Gratuity to pension switch a backward step – former Health Minister

Doctors’ benefits yanked

… will send doctors into welcoming arms of Caribbean, US

A former Health Minister is describing the step taken by Government to move doctors from gratuity to pensionable establishments as a “retrograde” step that will only drive highly trained professionals to other, greener pastures.

Former Health Minister, Dr Bheri Ramsarran

According to Dr Bheri Ramsarran, former Health Minister under the People’s Progressive Party (PPP) Government, the gratuity was intended to be an incentive to doctors after their years of study, sometimes half a decade.

He expressed worry that doctors will be de-incentivised and will move away to other jurisdictions such as Caribbean countries and even the United States, where their skill and talent will be welcomed.

“It’s a retrograde step and most likely we will see an exodus of those professionals, a very costly slice of human resource of the country. They will simply leave when their contract is finished,” he said.

“What’s more, it’s not being implemented for people who just graduated.

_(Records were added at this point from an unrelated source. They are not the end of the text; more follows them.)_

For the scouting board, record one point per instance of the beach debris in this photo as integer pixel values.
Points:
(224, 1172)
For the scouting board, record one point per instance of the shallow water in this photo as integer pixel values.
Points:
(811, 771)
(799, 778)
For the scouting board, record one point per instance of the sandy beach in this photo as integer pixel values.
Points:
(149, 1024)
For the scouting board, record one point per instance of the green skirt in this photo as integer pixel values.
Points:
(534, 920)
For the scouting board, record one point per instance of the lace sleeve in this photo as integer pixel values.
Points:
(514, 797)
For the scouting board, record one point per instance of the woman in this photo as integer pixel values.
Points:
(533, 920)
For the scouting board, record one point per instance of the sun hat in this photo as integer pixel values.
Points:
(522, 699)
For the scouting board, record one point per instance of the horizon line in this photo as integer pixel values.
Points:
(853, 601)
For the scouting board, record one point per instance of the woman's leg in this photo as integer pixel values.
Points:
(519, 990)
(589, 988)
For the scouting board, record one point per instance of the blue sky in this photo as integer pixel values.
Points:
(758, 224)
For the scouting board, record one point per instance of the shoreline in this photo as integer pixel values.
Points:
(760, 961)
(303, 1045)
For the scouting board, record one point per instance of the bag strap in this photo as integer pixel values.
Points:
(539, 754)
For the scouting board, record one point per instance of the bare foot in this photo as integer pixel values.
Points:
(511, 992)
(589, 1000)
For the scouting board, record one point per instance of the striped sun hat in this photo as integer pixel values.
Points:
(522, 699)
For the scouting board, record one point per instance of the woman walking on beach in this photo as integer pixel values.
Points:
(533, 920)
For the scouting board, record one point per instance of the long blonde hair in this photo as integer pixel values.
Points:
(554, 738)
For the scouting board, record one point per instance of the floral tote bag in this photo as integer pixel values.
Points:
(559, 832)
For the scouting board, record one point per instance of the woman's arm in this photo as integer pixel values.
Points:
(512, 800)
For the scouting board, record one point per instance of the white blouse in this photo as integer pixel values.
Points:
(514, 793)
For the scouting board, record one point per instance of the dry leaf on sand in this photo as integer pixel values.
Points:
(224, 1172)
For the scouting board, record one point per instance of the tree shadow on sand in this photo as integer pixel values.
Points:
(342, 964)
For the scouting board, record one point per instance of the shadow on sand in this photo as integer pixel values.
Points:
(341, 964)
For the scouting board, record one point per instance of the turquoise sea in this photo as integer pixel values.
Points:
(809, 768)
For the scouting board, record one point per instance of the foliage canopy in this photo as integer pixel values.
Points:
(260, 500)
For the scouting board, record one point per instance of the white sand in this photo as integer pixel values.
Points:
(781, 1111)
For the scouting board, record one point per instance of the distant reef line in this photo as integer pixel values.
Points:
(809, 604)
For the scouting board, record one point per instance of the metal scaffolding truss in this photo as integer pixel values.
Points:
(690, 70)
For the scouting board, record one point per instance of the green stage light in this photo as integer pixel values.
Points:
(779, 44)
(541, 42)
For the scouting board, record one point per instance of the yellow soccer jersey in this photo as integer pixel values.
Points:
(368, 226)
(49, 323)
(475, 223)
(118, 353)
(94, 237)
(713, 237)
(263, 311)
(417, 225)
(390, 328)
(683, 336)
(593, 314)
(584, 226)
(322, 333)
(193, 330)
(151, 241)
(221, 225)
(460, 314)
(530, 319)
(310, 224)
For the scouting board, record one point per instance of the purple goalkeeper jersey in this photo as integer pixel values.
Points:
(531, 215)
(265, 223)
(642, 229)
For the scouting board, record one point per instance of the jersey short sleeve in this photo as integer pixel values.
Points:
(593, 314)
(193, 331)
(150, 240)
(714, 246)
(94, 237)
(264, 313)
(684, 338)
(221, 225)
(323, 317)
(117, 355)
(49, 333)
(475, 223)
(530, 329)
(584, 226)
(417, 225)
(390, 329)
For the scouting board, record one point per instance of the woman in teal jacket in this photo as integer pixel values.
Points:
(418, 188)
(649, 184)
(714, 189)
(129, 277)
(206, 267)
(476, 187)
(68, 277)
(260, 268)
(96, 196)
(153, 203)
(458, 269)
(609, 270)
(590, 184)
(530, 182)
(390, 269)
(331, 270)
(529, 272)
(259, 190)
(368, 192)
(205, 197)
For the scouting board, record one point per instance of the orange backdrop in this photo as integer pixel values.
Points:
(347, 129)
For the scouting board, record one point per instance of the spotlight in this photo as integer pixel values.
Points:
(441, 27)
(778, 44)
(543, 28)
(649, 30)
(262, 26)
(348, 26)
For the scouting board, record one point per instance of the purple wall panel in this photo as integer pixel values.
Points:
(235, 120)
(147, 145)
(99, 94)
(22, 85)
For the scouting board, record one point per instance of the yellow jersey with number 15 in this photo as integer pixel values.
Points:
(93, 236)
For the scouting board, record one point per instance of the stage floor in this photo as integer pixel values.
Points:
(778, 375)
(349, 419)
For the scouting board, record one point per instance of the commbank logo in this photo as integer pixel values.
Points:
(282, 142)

It’s even going back to persons who graduated a few years (ago), but are still on Government contracts, predominantly from the Cuban/Guyana programme for training doctors.”

“So we have a significant portion of the health sector workforce which is now affected negatively, which is dissatisfied and which we might very well see leaving us as soon as they can. They’re very welcome in the small islands and of course, North America. Some might even be preparing for that.”

He urged the Government to revert to the gratuity arrangements, which allowed the doctors to get the money when they needed it. Ramsarran stressed that the arrangement was aimed at attracting and retaining human resource.

“Who knows, you might find people not wanting to take up scholarships now, if they know they’re coming back to this type of (arrangement). You might very well have a dearth of applicants. The retrograde step of forcing them back to the old establishment where they will get a pension at the end of their work lives is obviously, to anyone, dumb.”

According to the documents seen by Guyana Times, the changes apply to temporary workers and contract workers with a GS: 3 to GS: 14 salary scale. It is being done under the authority of the Public Service Commission.

Workers in these categories had until Friday last before it went into effect. According to reports, there have been no public consultations with the affected doctors before the implementation of this policy.

During a press conference at freedom house on Thursday, Opposition Leader Bharrat Jagdeo had flayed the Government for its clandestine move. He stated that by forcing doctors to accept the unpopular pension scheme, doctors who joined with expectations of gratuity will exit the public service as soon as their contract comes up renewal.

The former President noted that if this happens, a health sector already suffering from drug shortages will be hit even further by a shortage of personnel, including doctors and nurses.

While a pension is a contributory arrangement, gratuity is a sum of money paid at the end of a stipulated tenure of service or upon retirement. In most cases there is a prescribed formula for calculating gratuity, thus removing the onus of determining payments from the employer.

It is understood that doctors were eligible, upon satisfactory service being provided, for gratuity at a rate of 22.5 per cent of their basic salary, calculated on the basis of three months. However the doctor could have chosen to receive their gratuity at six months intervals.